Die genaue Kenntnis der eigenen Verpflegungskosten und der Vergleich mit den Wettbewerbern gewinnen angesichts des zunehmenden Kostendrucks im Krankenhaussektor immer mehr an Bedeutung. Nur wer über die eigene Leistungssituation im Bilde ist, kann adäquat reagieren. Doch gerade in den Krankenhäusern fehlt es oft an aussagekräftigen Vergleichsdaten. Vor diesem Hintergrund wurde eine umfassende Bestandsaufnahme zur Küche im Krankenhaus vorgenommen.

Vorgehensweise

Das Deutsche Krankenhaus Institut (DKI) und K&P führten in den Jahren 2006, 2009 und 2013 eine umfangreiche Studie auf dem deutschen Markt durch.
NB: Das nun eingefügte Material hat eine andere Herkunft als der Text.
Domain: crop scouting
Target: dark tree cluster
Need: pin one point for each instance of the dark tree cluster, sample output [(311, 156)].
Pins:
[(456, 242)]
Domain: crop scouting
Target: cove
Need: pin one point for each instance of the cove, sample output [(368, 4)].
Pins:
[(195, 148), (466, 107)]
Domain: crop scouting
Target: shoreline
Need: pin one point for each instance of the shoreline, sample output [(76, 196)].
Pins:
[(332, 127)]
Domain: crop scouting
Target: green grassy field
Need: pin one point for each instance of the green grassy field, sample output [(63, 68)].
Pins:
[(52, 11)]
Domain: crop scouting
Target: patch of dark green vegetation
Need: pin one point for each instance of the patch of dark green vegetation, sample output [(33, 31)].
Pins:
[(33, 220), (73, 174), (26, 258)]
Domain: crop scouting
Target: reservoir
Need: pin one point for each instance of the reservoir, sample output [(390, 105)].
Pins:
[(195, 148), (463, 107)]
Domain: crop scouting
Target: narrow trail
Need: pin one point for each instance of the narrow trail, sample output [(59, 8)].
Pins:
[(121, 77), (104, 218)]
Die Untersuchung erfolgte in Form einer standardisierten schriftlichen Befragung aller deutschen Allgemeinkrankenhäuser ab 80 Betten. An der Erhebung teilgenommen haben 486 Häuser.

Ergebnis

Die Ergebnisse zeigen, dass die Verpflegungseinrichtungen in deutschen Krankenhäusern noch keinen durchgreifenden Wandel vollzogen haben. Nach wie vor betreiben die meisten Krankenhäuser (ca. 75 Prozent) ihre Küchen noch selbstständig, sei es in Eigenregie oder über eine eigene Service-GmbH. Gut 20 Prozent haben einen externen Dienstleister zur Bewirtschaftung der Küche eingebunden. Der Anteil der Küchen in Eigenregie nimmt jedoch stetig ab. So planen 16 Prozent der Befragten konkret einen Betriebsformwechsel innerhalb der nächsten drei Jahre.

Eine weitere Studie wird im Jahr 2016 erfolgen.